It’s unfortunate, really difficult decision, obviously, but I think it was appropriate and the right thing for us to do to set up the long-term of the company. Going forward, I wouldn’t take anything off the table ever, obviously, but we feel pretty good about the setup right now. And I don’t see us having to do anything further currently.
RACHELLE AKUFFO: And some of the key partners of Twilio, that Bank of America survey talked about the competitive pricing pressure that might intensify because Twilio does have a premium pricing on it. Are there any plans to perhaps adjust pricing, given what the competition is doing and given the macroeconomic background?
KHOZEMA SHIPCHANDLER: No, not right now. I mean, honestly, we feel pretty good about the competitive dynamic. We feel pretty good about the way that we’re priced. We do feel like we offer a premium technology offering.

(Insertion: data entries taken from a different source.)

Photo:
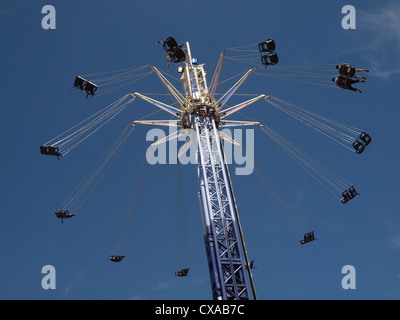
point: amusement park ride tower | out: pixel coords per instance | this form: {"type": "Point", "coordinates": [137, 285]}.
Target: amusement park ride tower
{"type": "Point", "coordinates": [200, 111]}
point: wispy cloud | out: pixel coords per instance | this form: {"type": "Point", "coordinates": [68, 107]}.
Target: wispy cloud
{"type": "Point", "coordinates": [72, 283]}
{"type": "Point", "coordinates": [383, 44]}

And yeah, there’s a higher price that goes with that, but I think it’s also a better product.
And we have different products and different competitive sets based on the way that those things shake out. You know, so we’re different in data. We’re different in marketing. We’re different in contact center. And then, again, a little bit different competitive set in communications, but in each of those, we command a price premium. We feel like we deserve that, and we feel like the technology is superior to the competitors.
SEANA SMITH: Khozema, we really appreciate you coming on today, especially given that such a tough day when you take a look at the stock price, off just around 35%. We hope to have you back, Khozema Shipchandler, Twilio’s COO.
KHOZEMA SHIPCHANDLER: Great. Thanks for having me.